2nd International Workshop on Cross/Multi modal Natural Language Processing

co-located with The Web Conference 2021


  • The program of the workshop is out!

  • We're delighted to announce that we'll have 4 keynote speakers.

  • The list of accepted papers is out!

  • Submission Deadline extended

  • The First Call for Papers is out! Check it here.

  • NLPBT 2021 will be co-located with The Web Conference 2021!


Humans interact with each other through several means (e.g., voice, gestures, written text, facial expressions, etc.) and a natural human-machine interaction system should preserve the same modality (Kiela et al., 2018). However, traditional Natural Language Processing (NLP) focuses on analyzing textual input to solve language understanding and reasoning tasks, and other modalities are only partially targeted. This workshop aims to promote research in the area of Multi/Cross-Modal NLP, i.e., studying computational approaches exploiting the different modalities humans adopt to communicate. In particular, the focus of this workshop is (i) studying how to bridge the gap between NLP on spoken and written language (Chung et al., 2018; Elizalde et al., 2019) and (ii) exploring how NLU models can be empowered by jointly analyzing multiple input sources, including language (spoken or written), vision (gestures and expressions) and acoustic (paralingustic) modalities (Abouelenien et al., 2017; Madhysastha et al., 2018). The former comes from the observation that voice-based interaction, which is typical of conversational agents, poses new challenges to NLU. The latter aims to address the way humans acquire and use language. Usually, it happens in a perceptually rich environment (Evtimova et al., 2017), where they communicate using modalities that go beyond language itself. Therefore, extending NLP to modalities beyond written text is a fundamental step in allowing AI systems to reach human-like capabilities.

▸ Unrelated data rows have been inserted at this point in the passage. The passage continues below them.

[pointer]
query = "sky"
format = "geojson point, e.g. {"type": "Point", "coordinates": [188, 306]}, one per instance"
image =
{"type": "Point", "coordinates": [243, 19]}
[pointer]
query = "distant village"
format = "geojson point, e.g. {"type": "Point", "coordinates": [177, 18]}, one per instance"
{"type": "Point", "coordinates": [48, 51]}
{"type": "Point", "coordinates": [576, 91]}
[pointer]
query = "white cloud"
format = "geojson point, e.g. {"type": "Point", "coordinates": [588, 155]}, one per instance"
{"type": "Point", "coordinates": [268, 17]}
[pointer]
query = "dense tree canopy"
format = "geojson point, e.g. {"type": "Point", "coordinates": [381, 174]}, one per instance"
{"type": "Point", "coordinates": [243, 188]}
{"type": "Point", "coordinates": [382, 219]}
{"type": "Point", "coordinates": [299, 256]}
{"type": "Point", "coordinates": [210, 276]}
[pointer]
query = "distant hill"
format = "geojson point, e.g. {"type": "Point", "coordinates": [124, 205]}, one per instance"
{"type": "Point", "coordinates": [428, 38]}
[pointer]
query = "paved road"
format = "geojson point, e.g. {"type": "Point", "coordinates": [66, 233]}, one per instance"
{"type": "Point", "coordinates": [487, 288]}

The workshop would seek papers focusing on relevant topics falling under the cross and multi modal NLP. Topics of interest include but are not limited to:

  • text preprocessing on ASR transcriptions (e.g., ASR error detection and correction);

  • cross-modal NLU from written text to speech transcription;

  • multi-modal sentiment analysis, emotion recognition and sarcasm detection;

  • multi-modal dialogue systems;

  • multi-modal machine translation;

  • multi-modal question answering.

Key Dates

All deadlines must be considered at 11.59pm GMT-12 (anywhere on Earth).

  • Submission Deadline: Jan 16th, 2021 Jan 23rd, 2021

  • Acceptance Notification: Feb 8th, 2021 Feb 15th, 2021

  • Camera-ready version: Feb 22th, 2021

  • Workshop: April 15th, 2021


Mohamed Abouelenien, Veronica Perez-Rosas, Rada Mihalcea, and Mihai Burzo. 2017. Multimodal gender detection. In Proceedings of the 19th ACM International Conference on Multimodal Interaction, ICMI ’17. ACM.

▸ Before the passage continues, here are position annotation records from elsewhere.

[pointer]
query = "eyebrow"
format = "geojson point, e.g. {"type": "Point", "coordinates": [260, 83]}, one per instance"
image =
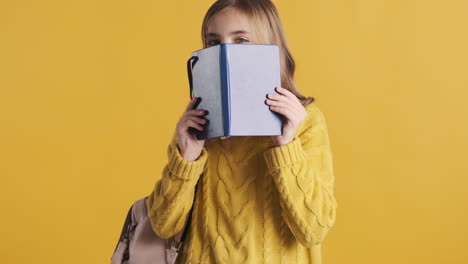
{"type": "Point", "coordinates": [212, 34]}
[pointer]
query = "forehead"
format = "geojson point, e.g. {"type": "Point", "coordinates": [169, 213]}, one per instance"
{"type": "Point", "coordinates": [229, 20]}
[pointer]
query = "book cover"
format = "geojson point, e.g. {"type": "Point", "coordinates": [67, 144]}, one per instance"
{"type": "Point", "coordinates": [232, 81]}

Katrina Evtimova, Andrew Drozdov, Douwe Kiela, and Kyunghyun Cho. 2017. Emergent language in a multi-modal, multi-step referential game. ArXiv, abs/1705.10369.

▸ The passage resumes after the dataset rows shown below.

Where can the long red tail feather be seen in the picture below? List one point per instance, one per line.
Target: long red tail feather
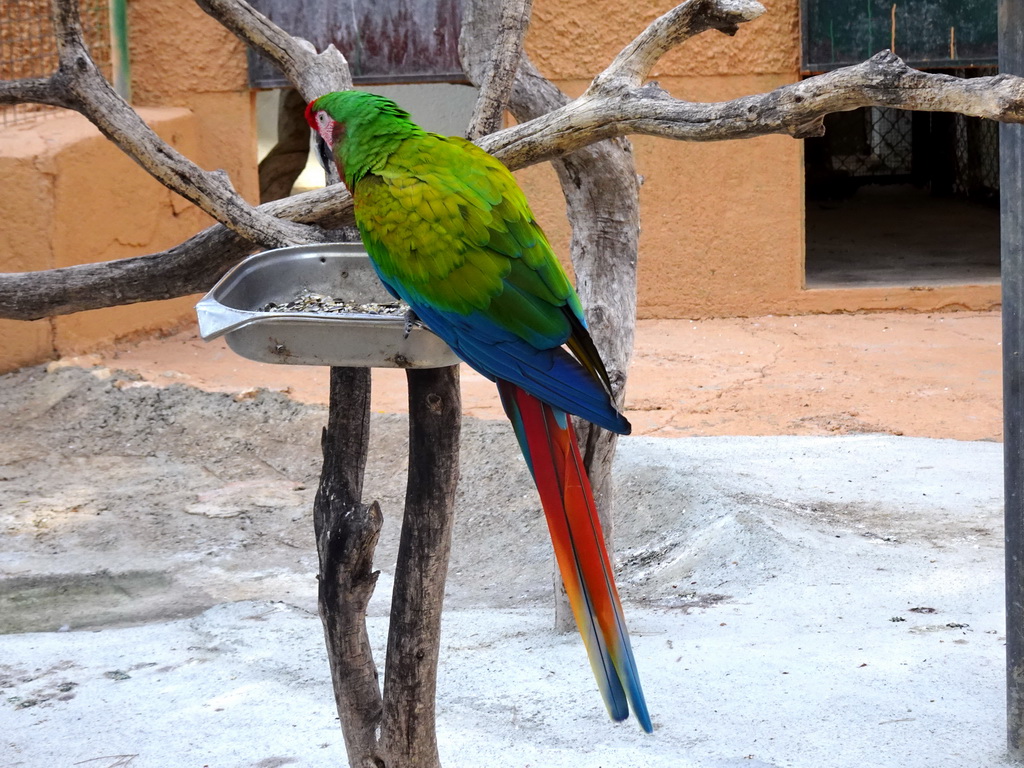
(550, 446)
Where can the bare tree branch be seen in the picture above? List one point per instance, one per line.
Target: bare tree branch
(81, 86)
(188, 267)
(34, 90)
(796, 110)
(313, 74)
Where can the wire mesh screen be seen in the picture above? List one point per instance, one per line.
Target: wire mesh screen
(29, 50)
(948, 154)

Soujanya Poria, Erik Cambria, Devamanyu Hazarika, Navonil Majumder, Amir Zadeh, and Louis-Philippe Morency. 2017. Context-dependent sentiment analysis in user-generated videos. In Proceedings of the 55th ACL, Vancouver, Canada. Association for Computational Linguistics.

Douwe Kiela, Alexis Conneau, Allan Jabri, and Maximilian Nickel. 2018. Learning visually grounded sentence representations. In Proceedings of the 2018 NAACL. Association for Computational Linguistics.

Yu-An Chung, Wei-Hung Weng, Schrasing Tong, and James Glass. 2018. Unsupervised cross-modal alignment of speech and text embedding spaces. In Proceedings of the 32Nd NIPS. Curran Associates Inc.

Pranava Madhysastha, Josiah Wang, and Lucia Specia. 2018. The role of image representations in vision to language tasks. Natural Language Engineering, 24(3):415–439.

Benjamin Elizalde, Shuayb Zarar, and Bhiksha Raj. 2019. Cross modal audio search and retrieval with joint embeddings based on text and audio. ICASSP 2019 - 2019 IEEE International Conference on Acoustics, Speech and Signal Processing.